With thousands of police using classrooms as makeshift barracks between nightly deployments to parliament, students in the protest-hit federal capital have been forced to put their academic dreams on hold.
Police have been called in from around the country to handle the protest movement led by PTI Chairman Imran Khan and PAT chief Dr Tahirul Qadri. With no end in sight to a sit-in lasting more than one month, frustration is growing among the 34,000 affected students.
At the Islamabad Model Girls College, one of 27 institutions where officers have taken up residence, tables and chairs have been heaped into piles, damp laundry hangs on staircases and polystyrene food wrappings litter corridors.

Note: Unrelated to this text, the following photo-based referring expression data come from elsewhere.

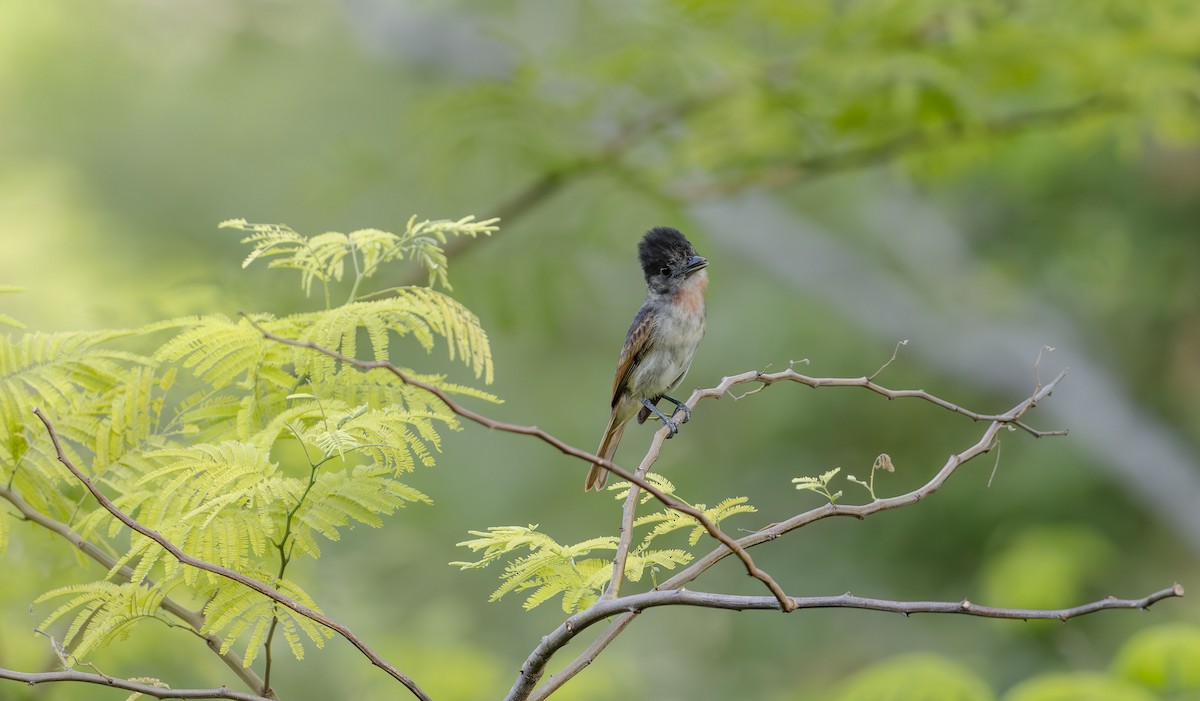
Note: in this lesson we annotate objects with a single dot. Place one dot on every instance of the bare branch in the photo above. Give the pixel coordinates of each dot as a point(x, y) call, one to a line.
point(777, 529)
point(768, 378)
point(34, 678)
point(635, 604)
point(192, 618)
point(589, 459)
point(183, 557)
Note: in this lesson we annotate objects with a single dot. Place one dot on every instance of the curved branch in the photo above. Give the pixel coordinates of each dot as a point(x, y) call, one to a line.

Pre-medical student Atiqa Sajjad was told to report for class Monday, with a court-imposed deadline for the 30,000 police to vacate the buildings by September 23 set to expire – only to find burly constables still going about their business.
“They were walking in the corridors half-naked, some were shaving on the lawns and others were going to the shower or coming out of the bathrooms with towels hanging on their shoulders. It looked so weird,” she said.
As of Wednesday the schools remained occupied.
A spokesman of Islamabad Police, however, said earlier today that a private residence has been acquired to accommodate policemen, adding that the contingents would soon move there.
In a statement issued to the media, he said cleaning work was being carried out at the new place and upon its completion, schools would be vacated.
Khan and Qadri have set up camp cities in front of parliament hoping to force the resignation of Prime Minister Nawaz Sharif, whom they accuse of rigging last year's general election.
Their followers clashed with police in late August after they tried to storm the prime minister's residence, leaving three demonstrators dead and hundreds injured on both sides. On September 1, the opposition groups briefly occupied the state broadcaster.
The movement has since lost momentum, but with Sharif's resignation the main obstacle to a settlement, students from age six up to post-graduates are getting desperate for schools to reopen after summer break, which officially ended on August 11.